DeepSeek uses the official OpenAI-format API. fast-agent handles provider-specific reasoning streams where supported.

Model Alias Maps to
deepseek deepseek.deepseek-v4-pro
deepseek-chat deepseek-chat
deepseek-direct deepseek.deepseek-v4-pro
deepseek-reasoner deepseek.deepseek-reasoner
deepseek-v4-flash deepseek-v4-flash
deepseek-v4-pro deepseek-v4-pro
deepseek4 deepseek.deepseek-v4-pro
deepseek4flash deepseek.deepseek-v4-flash
deepseek4pro deepseek.deepseek-v4-pro
deepseek4pro-direct deepseek.deepseek-v4-pro
deepseekv4pro deepseek.deepseek-v4-pro

Aliyun

aliyun:
  api_key: "${ALIYUN_API_KEY}"
fast-agent --model qwen-turbo
fast-agent --model aliyun.qwen3-max

Aliyun uses the DashScope compatible-mode endpoint by default. Override base_url only when you need a different Aliyun region, gateway, or compatible endpoint.

Model Alias Maps to
qwen-long qwen-long
qwen-max qwen-max
qwen-plus qwen-plus
qwen-turbo qwen-turbo
qwen3-max qwen3-max

OpenRouter

openrouter:
  api_key: "${OPENROUTER_API_KEY}"
fast-agent --model openrouter.google/gemini-2.5-pro-exp-03-25:free

OpenRouter routes requests to many upstream providers. Model names and capabilities are controlled by OpenRouter and the selected upstream model.

Open Responses endpoints

Open Responses is an open standard for interoperable LLM interfaces. Use the openresponses provider for compatible endpoints:

openresponses:
  api_key: "${OPENRESPONSES_API_KEY}"
  base_url: "https://api.example.com"
  reasoning: "medium" # minimal, low, medium, high
fast-agent --model openresponses.openai/gpt-oss-120b:groq

Provider-managed MCP is not supported by openresponses. Use the OpenAI responses provider when you need management: provider.

TensorZero

TensorZero is an open-source framework for production LLM applications. It combines an LLM gateway, observability, optimization, evaluations, and experimentation.

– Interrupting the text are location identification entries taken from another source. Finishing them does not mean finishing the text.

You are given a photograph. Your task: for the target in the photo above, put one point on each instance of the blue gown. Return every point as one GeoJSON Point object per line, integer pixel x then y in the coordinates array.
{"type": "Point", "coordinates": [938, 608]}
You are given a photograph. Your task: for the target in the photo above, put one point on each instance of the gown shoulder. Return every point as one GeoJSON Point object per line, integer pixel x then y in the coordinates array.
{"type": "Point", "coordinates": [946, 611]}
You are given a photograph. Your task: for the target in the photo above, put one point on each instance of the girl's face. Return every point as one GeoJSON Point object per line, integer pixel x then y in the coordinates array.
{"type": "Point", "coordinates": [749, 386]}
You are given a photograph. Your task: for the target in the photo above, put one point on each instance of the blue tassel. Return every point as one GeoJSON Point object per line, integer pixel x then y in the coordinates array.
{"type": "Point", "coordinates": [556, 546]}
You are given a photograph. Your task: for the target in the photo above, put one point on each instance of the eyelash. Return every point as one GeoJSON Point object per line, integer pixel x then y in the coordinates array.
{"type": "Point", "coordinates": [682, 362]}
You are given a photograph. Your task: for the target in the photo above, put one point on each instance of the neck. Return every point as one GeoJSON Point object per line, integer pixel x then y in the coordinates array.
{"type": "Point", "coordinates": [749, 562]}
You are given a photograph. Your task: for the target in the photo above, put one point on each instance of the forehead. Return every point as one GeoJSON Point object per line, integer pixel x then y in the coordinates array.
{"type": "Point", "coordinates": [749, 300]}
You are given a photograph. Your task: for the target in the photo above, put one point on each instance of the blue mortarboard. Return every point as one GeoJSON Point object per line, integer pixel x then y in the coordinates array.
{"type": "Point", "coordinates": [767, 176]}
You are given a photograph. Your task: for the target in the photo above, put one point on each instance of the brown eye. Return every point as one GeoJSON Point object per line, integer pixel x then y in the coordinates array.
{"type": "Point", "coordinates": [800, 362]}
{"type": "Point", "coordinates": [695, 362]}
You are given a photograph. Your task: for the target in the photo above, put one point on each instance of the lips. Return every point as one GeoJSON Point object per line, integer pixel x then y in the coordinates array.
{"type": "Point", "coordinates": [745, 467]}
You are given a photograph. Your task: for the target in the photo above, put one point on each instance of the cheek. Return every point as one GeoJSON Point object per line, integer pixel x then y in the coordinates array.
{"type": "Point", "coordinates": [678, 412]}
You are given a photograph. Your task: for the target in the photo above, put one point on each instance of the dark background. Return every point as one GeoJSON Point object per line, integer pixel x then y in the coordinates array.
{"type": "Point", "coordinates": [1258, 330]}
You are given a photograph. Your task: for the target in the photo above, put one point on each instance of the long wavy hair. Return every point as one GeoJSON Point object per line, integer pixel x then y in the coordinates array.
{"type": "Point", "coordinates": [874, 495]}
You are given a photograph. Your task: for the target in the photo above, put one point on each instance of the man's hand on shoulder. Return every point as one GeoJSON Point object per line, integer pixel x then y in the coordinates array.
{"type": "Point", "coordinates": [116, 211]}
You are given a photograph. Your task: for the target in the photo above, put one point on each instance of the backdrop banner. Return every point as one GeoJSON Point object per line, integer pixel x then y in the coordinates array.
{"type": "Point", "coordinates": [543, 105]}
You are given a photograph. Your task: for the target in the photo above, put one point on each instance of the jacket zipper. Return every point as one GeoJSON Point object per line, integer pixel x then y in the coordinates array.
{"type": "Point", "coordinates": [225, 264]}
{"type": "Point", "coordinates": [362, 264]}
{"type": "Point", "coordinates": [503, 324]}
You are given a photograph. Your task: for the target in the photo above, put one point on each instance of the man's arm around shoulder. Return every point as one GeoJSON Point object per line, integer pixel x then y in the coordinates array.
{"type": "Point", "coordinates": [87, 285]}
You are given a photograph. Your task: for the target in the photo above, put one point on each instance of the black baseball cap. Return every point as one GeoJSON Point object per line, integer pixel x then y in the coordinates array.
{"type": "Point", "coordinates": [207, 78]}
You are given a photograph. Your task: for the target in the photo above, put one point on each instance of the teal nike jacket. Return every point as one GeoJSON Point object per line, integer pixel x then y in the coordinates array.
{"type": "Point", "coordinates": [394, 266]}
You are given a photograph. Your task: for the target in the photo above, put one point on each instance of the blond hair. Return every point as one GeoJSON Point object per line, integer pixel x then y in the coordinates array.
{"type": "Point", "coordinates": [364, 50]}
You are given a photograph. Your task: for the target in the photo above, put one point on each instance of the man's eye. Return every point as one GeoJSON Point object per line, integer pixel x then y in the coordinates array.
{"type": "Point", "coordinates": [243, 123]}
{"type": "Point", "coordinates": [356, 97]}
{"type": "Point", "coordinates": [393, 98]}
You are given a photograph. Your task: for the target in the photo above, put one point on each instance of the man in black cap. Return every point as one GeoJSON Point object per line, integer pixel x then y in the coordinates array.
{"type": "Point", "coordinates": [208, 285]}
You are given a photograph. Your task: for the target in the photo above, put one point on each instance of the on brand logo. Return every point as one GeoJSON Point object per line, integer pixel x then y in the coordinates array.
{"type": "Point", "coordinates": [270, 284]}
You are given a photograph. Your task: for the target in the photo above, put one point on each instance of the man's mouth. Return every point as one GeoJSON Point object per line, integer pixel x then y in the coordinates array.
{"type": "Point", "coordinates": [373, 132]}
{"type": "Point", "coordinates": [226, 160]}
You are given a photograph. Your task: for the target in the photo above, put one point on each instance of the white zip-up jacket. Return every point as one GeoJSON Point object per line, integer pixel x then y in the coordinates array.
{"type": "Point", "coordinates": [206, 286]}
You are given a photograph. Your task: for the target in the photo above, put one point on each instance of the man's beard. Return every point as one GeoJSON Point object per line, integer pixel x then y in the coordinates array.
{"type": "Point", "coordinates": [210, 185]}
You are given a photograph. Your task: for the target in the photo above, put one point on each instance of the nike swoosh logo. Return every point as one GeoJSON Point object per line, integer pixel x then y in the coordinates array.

Use TensorZero when you want fast-agent to call task-specific TensorZero functions while the gateway owns model selection, fallbacks, retries, prompt templates, observability, and provider credentials.

The fastest way to start is the bundled quickstart:

fast-agent quickstart tensorzero

That creates a dockerized example with a TensorZero Gateway, a custom MCP server, MiniIO-backed multimodal support, and a ready-to-run fast-agent example.

Configure the gateway endpoint if you are not using the default http://localhost:3000:

tensorzero:
  base_url: "http://localhost:3000"

Call a TensorZero function with the tensorzero. model prefix:

uv run agent.py --model=tensorzero.test_chat

Provider credentials should normally be configured in the TensorZero Gateway, not in fast-agent.

Generic OpenAI-compatible endpoints

Use generic for local or self-hosted OpenAI-compatible APIs, including Ollama-style endpoints.

generic:
  base_url: "http://localhost:11434/v1"
  api_key: "ollama"
fast-agent --model generic.llama3.2:latest

For reusable local names, defaults, metadata, and authentication behavior, prefer Model Overlays.